6. Malfunctioning steam traps:

If a trap is found to be failed closed, temporarily set the strainer blowdown valve partially opened to allow condensate to bleed. If a trap is found to be failed open, it should not be valved shut—this would allow condensate to build up in the steam main. Be sure to implement a program of regular steam trap testing to maintain the highest level of trap performance.

7. Air heating coil operation:

Stalling is the most common cause of heating coil problems. Stalling occurs when pressure within the steam space falls under part load conditions. If pressure falls to the level that condensate flow to the traps ceases, the system “stalls.” As condensate backs up into the coil, waterlogging problems of hammering, temperature stratification, corrosion and freeze-up begin. A waterlogged coil should gradually drain itself freely to a downstream trap and, from the trap, by gravity to a vented receiver and return pump. If it doesn’t, suspect a missing or malfunctioning vacuum break on the coil. A better strategy is to use an automatic pump trap, the newest technology combining the benefits of a float trap with those of a pressure powered pump to ensure effective drainage of condensate from the steam space, no matter the pressure.

Water hammer event forensics

A West Coast petrochemicals plant experienced a steam system incident that resulted in an instantaneous fracture and total separation of a 10-inch gate valve. The back half of the valve, along with the attached blind flange, was launched from the pipework and landed approximately 50 feet away on the asphalt driveway.

The total plant-wide steam load was in excess of 200,000 lb/hr. The valve was located at the end of a 150-psi steam main located on the roof of a process building. A float and thermostatic steam trap was located close to the 10-inch gate valve. Condensate from the drip traps in most cases had a few feet of lift to the return main. The boiler pressure reportedly dropped for unknown reasons. The pressure seemingly decreased to as low as 30 to 35 psi, then was being increased slowly. It was at this point in time that the event occurred.

The deaerator pressure was about 5 psi at the time of this survey. The float and thermostatic steam trap located close to the 10-inch gate valve was found to be damaged; whether the damage actually occurred during the same event that ruptured the gate valve is impossible to determine. However, the combined evidence of the damaged gate valve and the steam trap float point to water hammer as the most likely culprit. The questions would then be: a) what type of water hammer, and b) why did it occur.

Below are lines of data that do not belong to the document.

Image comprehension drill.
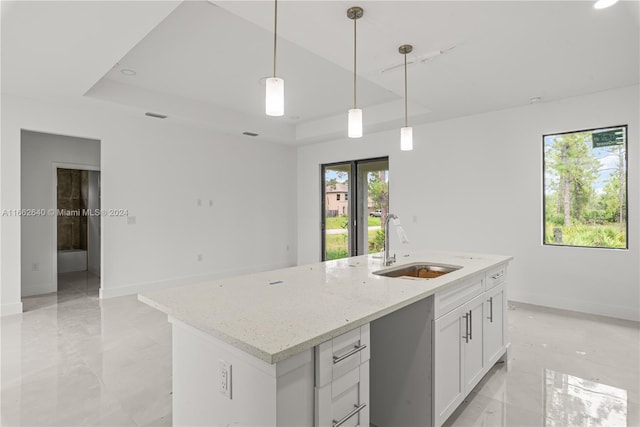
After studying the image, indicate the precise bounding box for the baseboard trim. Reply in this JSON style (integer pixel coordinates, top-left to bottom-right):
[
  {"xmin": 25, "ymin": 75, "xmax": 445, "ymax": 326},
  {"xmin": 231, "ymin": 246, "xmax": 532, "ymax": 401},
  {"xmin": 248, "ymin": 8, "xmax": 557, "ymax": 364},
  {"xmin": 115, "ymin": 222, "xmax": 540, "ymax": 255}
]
[
  {"xmin": 100, "ymin": 264, "xmax": 293, "ymax": 299},
  {"xmin": 0, "ymin": 302, "xmax": 22, "ymax": 317},
  {"xmin": 21, "ymin": 283, "xmax": 58, "ymax": 298}
]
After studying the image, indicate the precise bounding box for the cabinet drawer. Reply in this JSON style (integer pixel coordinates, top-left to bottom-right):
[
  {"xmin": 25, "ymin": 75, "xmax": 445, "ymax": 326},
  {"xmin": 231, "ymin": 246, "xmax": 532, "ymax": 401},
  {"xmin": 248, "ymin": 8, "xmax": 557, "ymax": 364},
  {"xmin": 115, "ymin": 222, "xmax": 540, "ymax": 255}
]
[
  {"xmin": 485, "ymin": 264, "xmax": 507, "ymax": 290},
  {"xmin": 315, "ymin": 362, "xmax": 369, "ymax": 427},
  {"xmin": 315, "ymin": 323, "xmax": 370, "ymax": 387},
  {"xmin": 433, "ymin": 275, "xmax": 484, "ymax": 319}
]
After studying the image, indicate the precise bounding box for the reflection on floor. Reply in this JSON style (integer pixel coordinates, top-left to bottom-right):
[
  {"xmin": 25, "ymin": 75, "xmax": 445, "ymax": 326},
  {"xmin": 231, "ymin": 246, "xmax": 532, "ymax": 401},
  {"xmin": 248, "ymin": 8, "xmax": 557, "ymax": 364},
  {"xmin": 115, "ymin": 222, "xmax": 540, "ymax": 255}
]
[
  {"xmin": 445, "ymin": 303, "xmax": 640, "ymax": 427},
  {"xmin": 543, "ymin": 369, "xmax": 627, "ymax": 427},
  {"xmin": 22, "ymin": 271, "xmax": 100, "ymax": 312},
  {"xmin": 0, "ymin": 282, "xmax": 640, "ymax": 427}
]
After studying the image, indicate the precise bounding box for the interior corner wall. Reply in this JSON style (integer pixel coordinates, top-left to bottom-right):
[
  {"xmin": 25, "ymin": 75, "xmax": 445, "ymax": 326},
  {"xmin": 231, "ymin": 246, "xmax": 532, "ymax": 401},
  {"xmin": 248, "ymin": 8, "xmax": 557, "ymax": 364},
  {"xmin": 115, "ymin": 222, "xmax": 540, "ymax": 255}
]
[
  {"xmin": 298, "ymin": 86, "xmax": 640, "ymax": 321},
  {"xmin": 20, "ymin": 130, "xmax": 100, "ymax": 297},
  {"xmin": 0, "ymin": 94, "xmax": 297, "ymax": 315}
]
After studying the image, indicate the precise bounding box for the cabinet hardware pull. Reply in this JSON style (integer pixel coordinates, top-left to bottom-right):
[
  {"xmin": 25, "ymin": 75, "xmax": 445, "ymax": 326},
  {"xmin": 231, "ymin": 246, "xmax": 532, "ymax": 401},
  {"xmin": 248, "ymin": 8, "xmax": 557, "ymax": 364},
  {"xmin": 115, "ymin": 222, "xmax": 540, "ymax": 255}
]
[
  {"xmin": 462, "ymin": 313, "xmax": 469, "ymax": 343},
  {"xmin": 333, "ymin": 403, "xmax": 367, "ymax": 427},
  {"xmin": 487, "ymin": 297, "xmax": 493, "ymax": 323},
  {"xmin": 333, "ymin": 344, "xmax": 367, "ymax": 365}
]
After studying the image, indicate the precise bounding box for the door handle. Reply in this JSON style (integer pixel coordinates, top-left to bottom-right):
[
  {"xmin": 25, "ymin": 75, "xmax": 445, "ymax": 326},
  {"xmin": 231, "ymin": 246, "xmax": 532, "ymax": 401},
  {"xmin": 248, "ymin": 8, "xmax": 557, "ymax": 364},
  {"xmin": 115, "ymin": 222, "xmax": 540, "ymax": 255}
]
[{"xmin": 462, "ymin": 313, "xmax": 469, "ymax": 343}]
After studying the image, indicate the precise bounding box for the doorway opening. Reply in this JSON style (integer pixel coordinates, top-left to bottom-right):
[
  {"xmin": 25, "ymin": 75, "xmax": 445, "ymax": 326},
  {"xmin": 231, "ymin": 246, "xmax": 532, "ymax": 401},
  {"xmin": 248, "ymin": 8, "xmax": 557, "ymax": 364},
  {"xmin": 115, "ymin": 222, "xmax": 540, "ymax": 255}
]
[
  {"xmin": 321, "ymin": 157, "xmax": 389, "ymax": 261},
  {"xmin": 20, "ymin": 130, "xmax": 101, "ymax": 311}
]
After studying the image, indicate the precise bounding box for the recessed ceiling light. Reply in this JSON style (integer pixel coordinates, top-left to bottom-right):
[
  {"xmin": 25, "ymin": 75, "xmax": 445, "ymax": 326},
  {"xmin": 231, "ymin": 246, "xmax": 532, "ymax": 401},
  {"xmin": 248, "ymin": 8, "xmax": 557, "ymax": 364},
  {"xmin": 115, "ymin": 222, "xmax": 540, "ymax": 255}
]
[
  {"xmin": 144, "ymin": 113, "xmax": 167, "ymax": 119},
  {"xmin": 593, "ymin": 0, "xmax": 618, "ymax": 9}
]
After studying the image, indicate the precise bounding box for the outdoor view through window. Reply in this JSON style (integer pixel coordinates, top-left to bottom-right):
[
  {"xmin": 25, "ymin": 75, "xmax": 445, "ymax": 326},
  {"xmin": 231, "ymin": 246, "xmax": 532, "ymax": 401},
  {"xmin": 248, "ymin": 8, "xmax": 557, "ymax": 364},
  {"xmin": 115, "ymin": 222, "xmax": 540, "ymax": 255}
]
[{"xmin": 543, "ymin": 126, "xmax": 628, "ymax": 249}]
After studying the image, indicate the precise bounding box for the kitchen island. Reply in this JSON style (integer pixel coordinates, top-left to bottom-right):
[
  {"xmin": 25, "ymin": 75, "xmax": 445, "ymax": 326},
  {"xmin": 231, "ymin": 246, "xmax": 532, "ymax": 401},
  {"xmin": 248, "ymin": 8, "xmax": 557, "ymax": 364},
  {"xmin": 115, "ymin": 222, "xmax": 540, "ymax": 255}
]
[{"xmin": 139, "ymin": 252, "xmax": 511, "ymax": 427}]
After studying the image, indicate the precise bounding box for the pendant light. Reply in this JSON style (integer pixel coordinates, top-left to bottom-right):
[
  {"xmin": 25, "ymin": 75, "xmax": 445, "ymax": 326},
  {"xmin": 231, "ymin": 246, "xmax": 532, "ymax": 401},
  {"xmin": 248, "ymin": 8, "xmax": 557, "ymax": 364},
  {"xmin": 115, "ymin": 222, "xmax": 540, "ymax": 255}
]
[
  {"xmin": 398, "ymin": 44, "xmax": 413, "ymax": 151},
  {"xmin": 347, "ymin": 6, "xmax": 364, "ymax": 138},
  {"xmin": 265, "ymin": 0, "xmax": 284, "ymax": 116}
]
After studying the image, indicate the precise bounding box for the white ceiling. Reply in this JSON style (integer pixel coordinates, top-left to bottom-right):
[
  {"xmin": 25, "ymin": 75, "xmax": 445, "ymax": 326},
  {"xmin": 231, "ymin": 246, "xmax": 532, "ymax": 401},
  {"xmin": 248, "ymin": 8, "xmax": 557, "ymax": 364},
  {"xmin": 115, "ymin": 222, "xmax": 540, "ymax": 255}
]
[{"xmin": 2, "ymin": 0, "xmax": 640, "ymax": 144}]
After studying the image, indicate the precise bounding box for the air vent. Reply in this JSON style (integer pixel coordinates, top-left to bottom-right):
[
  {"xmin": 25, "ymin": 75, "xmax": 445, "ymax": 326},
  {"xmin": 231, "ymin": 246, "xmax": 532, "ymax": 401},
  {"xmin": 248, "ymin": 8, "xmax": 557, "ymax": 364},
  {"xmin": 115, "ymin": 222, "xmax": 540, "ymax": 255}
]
[{"xmin": 144, "ymin": 113, "xmax": 167, "ymax": 119}]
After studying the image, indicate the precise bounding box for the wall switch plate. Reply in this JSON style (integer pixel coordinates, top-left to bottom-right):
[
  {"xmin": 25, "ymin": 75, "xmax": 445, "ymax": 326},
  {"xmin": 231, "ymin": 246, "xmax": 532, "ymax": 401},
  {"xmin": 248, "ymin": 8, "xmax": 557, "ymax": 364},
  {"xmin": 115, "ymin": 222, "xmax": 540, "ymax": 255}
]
[{"xmin": 219, "ymin": 360, "xmax": 231, "ymax": 399}]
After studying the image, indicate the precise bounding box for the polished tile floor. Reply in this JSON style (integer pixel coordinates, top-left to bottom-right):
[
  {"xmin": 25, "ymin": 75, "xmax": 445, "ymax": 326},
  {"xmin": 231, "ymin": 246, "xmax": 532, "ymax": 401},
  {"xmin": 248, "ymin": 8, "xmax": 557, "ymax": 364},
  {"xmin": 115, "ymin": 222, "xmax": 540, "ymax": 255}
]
[{"xmin": 0, "ymin": 273, "xmax": 640, "ymax": 427}]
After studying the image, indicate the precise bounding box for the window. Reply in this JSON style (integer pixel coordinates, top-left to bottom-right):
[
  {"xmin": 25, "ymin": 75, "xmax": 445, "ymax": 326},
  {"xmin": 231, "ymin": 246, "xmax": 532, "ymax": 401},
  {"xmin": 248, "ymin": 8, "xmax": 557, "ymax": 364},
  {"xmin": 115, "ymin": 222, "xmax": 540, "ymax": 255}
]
[
  {"xmin": 543, "ymin": 125, "xmax": 628, "ymax": 249},
  {"xmin": 320, "ymin": 157, "xmax": 389, "ymax": 261}
]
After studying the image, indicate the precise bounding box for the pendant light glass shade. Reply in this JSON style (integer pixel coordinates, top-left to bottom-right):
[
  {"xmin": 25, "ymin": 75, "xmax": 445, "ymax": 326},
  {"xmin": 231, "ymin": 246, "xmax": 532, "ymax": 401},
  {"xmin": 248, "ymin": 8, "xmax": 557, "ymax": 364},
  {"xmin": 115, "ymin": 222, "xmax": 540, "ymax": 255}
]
[
  {"xmin": 398, "ymin": 44, "xmax": 413, "ymax": 151},
  {"xmin": 400, "ymin": 126, "xmax": 413, "ymax": 151},
  {"xmin": 264, "ymin": 0, "xmax": 284, "ymax": 116},
  {"xmin": 347, "ymin": 6, "xmax": 364, "ymax": 138},
  {"xmin": 265, "ymin": 77, "xmax": 284, "ymax": 116},
  {"xmin": 349, "ymin": 108, "xmax": 362, "ymax": 138}
]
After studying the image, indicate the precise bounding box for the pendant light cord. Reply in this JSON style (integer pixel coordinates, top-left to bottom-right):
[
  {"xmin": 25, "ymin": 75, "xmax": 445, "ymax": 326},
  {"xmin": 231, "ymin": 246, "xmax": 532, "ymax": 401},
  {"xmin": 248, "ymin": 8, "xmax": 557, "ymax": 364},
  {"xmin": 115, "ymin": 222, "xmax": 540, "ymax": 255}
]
[
  {"xmin": 273, "ymin": 0, "xmax": 278, "ymax": 78},
  {"xmin": 404, "ymin": 53, "xmax": 409, "ymax": 127},
  {"xmin": 353, "ymin": 18, "xmax": 358, "ymax": 110}
]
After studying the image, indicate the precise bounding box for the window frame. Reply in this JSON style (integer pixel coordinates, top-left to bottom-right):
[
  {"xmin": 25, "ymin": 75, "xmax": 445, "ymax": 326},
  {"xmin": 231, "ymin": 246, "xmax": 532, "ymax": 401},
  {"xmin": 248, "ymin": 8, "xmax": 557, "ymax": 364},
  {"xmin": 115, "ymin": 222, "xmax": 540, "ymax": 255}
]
[{"xmin": 541, "ymin": 124, "xmax": 629, "ymax": 251}]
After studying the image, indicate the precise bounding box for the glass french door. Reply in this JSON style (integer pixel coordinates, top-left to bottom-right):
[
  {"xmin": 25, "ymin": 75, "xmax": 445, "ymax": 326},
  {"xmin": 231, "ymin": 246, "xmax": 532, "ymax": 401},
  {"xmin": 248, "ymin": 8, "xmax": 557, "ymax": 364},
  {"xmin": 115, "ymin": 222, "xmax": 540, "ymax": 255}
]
[{"xmin": 321, "ymin": 157, "xmax": 389, "ymax": 261}]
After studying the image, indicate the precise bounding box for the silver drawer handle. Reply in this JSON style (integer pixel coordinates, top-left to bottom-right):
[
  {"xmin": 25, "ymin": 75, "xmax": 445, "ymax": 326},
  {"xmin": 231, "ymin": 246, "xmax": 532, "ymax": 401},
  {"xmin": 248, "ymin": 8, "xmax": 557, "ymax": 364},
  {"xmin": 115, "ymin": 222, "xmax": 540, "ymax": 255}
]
[
  {"xmin": 333, "ymin": 344, "xmax": 367, "ymax": 365},
  {"xmin": 333, "ymin": 403, "xmax": 367, "ymax": 427}
]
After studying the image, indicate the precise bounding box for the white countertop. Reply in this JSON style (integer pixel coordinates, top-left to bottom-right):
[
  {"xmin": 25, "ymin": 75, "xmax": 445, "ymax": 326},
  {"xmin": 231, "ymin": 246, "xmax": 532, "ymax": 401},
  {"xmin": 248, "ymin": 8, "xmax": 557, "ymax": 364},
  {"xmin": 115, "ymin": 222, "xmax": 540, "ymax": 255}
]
[{"xmin": 138, "ymin": 252, "xmax": 512, "ymax": 363}]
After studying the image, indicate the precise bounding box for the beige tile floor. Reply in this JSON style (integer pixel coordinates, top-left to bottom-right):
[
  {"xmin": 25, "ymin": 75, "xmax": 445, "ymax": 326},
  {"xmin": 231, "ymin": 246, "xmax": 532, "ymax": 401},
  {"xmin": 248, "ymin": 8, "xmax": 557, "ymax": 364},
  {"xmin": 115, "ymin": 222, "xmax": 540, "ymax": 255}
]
[{"xmin": 0, "ymin": 273, "xmax": 640, "ymax": 427}]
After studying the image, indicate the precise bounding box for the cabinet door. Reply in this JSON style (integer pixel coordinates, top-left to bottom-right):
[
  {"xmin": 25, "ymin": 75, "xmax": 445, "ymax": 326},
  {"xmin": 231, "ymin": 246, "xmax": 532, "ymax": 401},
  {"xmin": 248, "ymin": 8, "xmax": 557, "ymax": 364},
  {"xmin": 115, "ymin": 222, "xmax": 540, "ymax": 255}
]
[
  {"xmin": 433, "ymin": 309, "xmax": 464, "ymax": 426},
  {"xmin": 484, "ymin": 285, "xmax": 505, "ymax": 366},
  {"xmin": 462, "ymin": 295, "xmax": 484, "ymax": 394}
]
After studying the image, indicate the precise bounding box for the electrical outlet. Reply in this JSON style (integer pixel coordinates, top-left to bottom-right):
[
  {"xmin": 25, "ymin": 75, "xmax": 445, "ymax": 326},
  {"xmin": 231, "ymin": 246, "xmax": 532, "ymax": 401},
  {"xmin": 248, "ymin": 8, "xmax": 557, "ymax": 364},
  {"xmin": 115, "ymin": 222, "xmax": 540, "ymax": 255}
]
[{"xmin": 219, "ymin": 359, "xmax": 231, "ymax": 399}]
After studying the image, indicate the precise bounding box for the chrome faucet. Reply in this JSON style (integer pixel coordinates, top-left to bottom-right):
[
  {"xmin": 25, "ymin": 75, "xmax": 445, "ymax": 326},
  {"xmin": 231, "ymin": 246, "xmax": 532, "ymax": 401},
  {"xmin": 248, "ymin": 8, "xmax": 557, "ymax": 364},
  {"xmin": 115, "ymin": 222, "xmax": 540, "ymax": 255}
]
[{"xmin": 382, "ymin": 213, "xmax": 398, "ymax": 267}]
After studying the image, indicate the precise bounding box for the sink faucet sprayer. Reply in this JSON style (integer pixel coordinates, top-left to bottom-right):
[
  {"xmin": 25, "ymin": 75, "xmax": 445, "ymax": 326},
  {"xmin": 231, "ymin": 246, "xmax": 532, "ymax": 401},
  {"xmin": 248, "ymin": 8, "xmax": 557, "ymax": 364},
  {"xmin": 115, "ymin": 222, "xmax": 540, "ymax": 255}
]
[{"xmin": 382, "ymin": 213, "xmax": 409, "ymax": 266}]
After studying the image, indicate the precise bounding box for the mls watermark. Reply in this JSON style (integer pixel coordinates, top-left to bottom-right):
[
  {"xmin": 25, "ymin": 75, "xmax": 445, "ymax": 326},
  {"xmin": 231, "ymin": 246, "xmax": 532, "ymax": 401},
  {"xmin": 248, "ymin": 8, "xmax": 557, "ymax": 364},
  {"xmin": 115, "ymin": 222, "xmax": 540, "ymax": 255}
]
[{"xmin": 2, "ymin": 209, "xmax": 129, "ymax": 217}]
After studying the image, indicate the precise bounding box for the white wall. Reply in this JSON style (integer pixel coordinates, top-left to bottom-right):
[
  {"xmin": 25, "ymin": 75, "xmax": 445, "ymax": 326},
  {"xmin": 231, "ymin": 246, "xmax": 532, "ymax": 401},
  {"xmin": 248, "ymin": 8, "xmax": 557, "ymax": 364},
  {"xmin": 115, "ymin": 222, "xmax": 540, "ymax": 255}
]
[
  {"xmin": 298, "ymin": 86, "xmax": 640, "ymax": 320},
  {"xmin": 20, "ymin": 131, "xmax": 100, "ymax": 296},
  {"xmin": 87, "ymin": 171, "xmax": 102, "ymax": 276},
  {"xmin": 0, "ymin": 94, "xmax": 296, "ymax": 315}
]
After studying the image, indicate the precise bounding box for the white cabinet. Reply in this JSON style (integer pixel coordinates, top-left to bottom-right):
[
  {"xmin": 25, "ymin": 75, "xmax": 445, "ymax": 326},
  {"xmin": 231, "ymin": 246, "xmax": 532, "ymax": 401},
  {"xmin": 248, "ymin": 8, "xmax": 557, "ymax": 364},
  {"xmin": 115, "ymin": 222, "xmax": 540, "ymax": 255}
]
[
  {"xmin": 314, "ymin": 324, "xmax": 371, "ymax": 427},
  {"xmin": 432, "ymin": 264, "xmax": 507, "ymax": 426},
  {"xmin": 483, "ymin": 284, "xmax": 507, "ymax": 365},
  {"xmin": 461, "ymin": 295, "xmax": 485, "ymax": 391},
  {"xmin": 433, "ymin": 295, "xmax": 485, "ymax": 425},
  {"xmin": 433, "ymin": 309, "xmax": 466, "ymax": 425}
]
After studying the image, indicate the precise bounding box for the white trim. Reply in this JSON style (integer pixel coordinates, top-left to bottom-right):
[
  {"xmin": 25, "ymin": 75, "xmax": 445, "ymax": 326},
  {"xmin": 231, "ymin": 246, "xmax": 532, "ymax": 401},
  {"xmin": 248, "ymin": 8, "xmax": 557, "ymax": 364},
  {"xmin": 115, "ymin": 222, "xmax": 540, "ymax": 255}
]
[
  {"xmin": 50, "ymin": 160, "xmax": 102, "ymax": 296},
  {"xmin": 100, "ymin": 264, "xmax": 292, "ymax": 299},
  {"xmin": 0, "ymin": 302, "xmax": 22, "ymax": 317}
]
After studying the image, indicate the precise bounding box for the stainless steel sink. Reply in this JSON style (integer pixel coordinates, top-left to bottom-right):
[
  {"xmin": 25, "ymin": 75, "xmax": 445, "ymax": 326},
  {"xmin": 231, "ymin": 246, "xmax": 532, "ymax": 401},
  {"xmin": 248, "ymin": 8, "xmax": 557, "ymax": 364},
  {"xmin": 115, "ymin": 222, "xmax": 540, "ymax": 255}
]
[{"xmin": 373, "ymin": 262, "xmax": 462, "ymax": 279}]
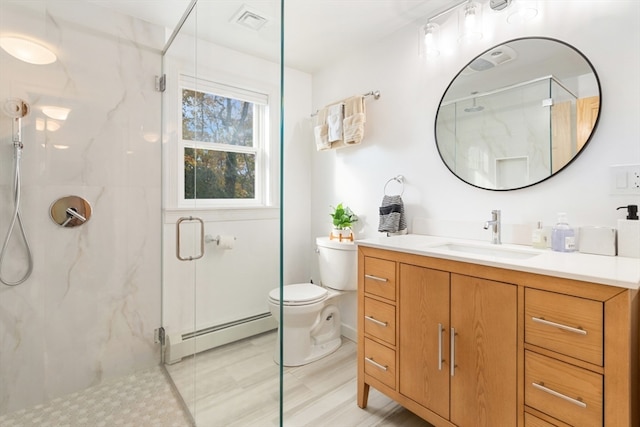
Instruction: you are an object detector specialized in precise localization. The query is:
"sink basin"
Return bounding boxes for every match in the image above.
[431,243,540,259]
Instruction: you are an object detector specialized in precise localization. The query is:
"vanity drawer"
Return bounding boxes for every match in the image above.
[364,338,396,390]
[524,412,556,427]
[525,289,604,366]
[364,257,396,301]
[524,351,603,427]
[364,298,396,345]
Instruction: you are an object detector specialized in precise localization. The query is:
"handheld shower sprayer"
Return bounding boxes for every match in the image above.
[4,98,31,149]
[0,98,33,286]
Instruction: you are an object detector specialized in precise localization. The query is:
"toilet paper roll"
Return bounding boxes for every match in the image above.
[216,236,236,249]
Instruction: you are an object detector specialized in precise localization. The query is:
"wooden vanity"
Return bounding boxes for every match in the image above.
[358,243,640,427]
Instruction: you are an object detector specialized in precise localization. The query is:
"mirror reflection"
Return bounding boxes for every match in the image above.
[435,38,600,190]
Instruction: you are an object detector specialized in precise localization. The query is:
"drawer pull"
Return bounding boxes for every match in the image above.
[364,274,389,282]
[531,383,587,408]
[438,323,442,371]
[449,328,456,376]
[531,317,587,335]
[364,357,389,371]
[364,316,388,328]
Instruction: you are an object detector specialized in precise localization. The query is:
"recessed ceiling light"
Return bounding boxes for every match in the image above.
[0,37,58,65]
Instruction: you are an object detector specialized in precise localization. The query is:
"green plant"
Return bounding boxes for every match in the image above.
[329,203,358,230]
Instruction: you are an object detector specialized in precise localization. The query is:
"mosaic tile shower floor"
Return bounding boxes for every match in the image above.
[0,366,192,427]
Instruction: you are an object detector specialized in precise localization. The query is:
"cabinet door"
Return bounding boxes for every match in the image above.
[450,274,518,427]
[398,264,449,418]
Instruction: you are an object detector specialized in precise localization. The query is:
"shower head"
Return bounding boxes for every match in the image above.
[4,98,31,146]
[4,98,31,119]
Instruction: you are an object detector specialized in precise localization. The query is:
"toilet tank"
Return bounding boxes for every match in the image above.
[316,237,358,291]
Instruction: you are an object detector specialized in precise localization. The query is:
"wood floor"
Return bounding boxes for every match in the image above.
[166,332,431,427]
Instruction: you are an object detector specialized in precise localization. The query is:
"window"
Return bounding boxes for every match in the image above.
[181,77,268,206]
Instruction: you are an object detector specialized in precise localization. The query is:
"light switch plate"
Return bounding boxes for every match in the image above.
[609,165,640,195]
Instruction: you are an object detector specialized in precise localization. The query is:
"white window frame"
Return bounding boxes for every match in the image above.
[175,74,275,208]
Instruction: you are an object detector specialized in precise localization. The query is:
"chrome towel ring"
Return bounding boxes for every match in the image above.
[384,175,404,196]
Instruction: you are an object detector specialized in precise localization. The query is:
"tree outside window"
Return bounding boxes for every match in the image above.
[182,89,264,199]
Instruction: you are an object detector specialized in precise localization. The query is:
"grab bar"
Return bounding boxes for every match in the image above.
[176,216,204,261]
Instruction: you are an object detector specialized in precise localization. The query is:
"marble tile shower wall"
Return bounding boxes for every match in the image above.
[0,1,164,413]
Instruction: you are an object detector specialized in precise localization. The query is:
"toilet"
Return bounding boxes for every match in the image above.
[268,237,358,366]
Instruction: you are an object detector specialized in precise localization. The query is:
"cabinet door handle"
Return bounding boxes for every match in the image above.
[364,316,388,328]
[531,383,587,408]
[449,328,456,376]
[531,317,587,335]
[438,323,442,371]
[364,274,389,282]
[364,357,389,371]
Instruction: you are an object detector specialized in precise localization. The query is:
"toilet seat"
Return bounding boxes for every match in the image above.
[269,283,328,306]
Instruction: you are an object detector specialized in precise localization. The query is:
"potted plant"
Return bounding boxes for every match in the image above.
[329,203,358,241]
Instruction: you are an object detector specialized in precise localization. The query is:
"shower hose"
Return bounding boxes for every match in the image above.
[0,144,33,286]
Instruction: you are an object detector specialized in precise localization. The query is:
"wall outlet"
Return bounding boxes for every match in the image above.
[609,165,640,195]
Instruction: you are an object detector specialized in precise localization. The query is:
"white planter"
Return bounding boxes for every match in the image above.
[329,228,353,242]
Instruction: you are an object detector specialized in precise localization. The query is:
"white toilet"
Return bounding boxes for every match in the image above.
[269,237,358,366]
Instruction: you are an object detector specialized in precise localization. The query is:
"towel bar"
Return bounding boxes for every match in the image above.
[311,90,380,117]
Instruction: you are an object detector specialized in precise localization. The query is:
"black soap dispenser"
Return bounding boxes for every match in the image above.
[618,205,640,258]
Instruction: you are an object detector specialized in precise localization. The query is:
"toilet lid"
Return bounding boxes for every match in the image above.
[269,283,328,305]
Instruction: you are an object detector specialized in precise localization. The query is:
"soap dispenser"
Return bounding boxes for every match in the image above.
[616,205,640,258]
[551,212,576,252]
[531,221,547,249]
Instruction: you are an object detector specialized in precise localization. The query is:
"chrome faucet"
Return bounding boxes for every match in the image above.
[484,209,502,245]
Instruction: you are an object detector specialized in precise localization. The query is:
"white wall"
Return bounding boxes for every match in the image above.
[307,0,640,336]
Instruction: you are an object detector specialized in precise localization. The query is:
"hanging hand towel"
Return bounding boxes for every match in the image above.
[327,103,344,143]
[313,108,331,151]
[342,96,366,145]
[378,195,407,234]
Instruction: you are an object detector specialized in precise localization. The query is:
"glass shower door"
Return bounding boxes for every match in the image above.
[162,0,280,426]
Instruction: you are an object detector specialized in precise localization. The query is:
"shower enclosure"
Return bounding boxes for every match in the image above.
[0,0,282,425]
[436,76,584,189]
[160,0,281,425]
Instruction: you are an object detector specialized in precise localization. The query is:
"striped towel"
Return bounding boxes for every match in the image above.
[378,195,407,234]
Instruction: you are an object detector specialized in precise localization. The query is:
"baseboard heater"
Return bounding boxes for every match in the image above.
[164,313,278,365]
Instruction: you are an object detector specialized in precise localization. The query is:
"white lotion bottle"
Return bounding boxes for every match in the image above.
[551,212,576,252]
[618,205,640,258]
[531,221,547,249]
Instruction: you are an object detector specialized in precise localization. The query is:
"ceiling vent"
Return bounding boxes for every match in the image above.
[461,45,518,75]
[230,5,269,31]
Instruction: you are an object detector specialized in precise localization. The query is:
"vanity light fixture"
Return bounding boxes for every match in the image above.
[458,1,482,43]
[420,0,482,58]
[0,36,58,65]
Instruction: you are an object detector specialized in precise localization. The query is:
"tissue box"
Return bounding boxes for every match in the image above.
[578,227,616,256]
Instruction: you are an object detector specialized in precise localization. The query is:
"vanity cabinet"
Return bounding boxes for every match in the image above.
[398,263,517,426]
[358,246,640,427]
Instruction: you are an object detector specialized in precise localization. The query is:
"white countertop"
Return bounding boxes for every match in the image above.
[356,234,640,289]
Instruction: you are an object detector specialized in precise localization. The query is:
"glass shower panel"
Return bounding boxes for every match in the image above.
[438,79,553,189]
[548,78,578,173]
[163,0,281,426]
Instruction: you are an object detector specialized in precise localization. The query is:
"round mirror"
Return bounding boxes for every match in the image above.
[435,37,601,190]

As a point of information, 10-inch schedule 40 pipe is capable of about 70,000 lb/hr without incurring excessive velocities and pressure drop; 12-inch, about 100,000. Higher velocities will increase capacities by about 50% and pressure drops by more than 100%.

If the event were caused by steam-driven water hammer, then some sort of steam load should have been nearby. This was not the case. Additionally, the magnitude of the damage incurred would point to condensate-induced water hammer. Two factors would be necessary: a condensation-induced vacuum and condensate. The drop in the steam system pressure may have some bearing here, leading to a vacuum being created. Under the low-pressure conditions, the steam traps’ capacity could have decreased to the point where no condensate would drain from the main. Low pressure together with condensate system backpressure could have combined to cause condensate flow back into the steam main.

The case clearly illustrates that it is often impossible to determine with any certainty the actual cause or causes of damage in the wake of a water hammer event. If you suspect an impending water hammer condition in your steam system, you should undertake a careful review of the remediation suggestions presented. If any doubt remains, engage a qualified steam system engineer to conduct an audit of design and operational factors.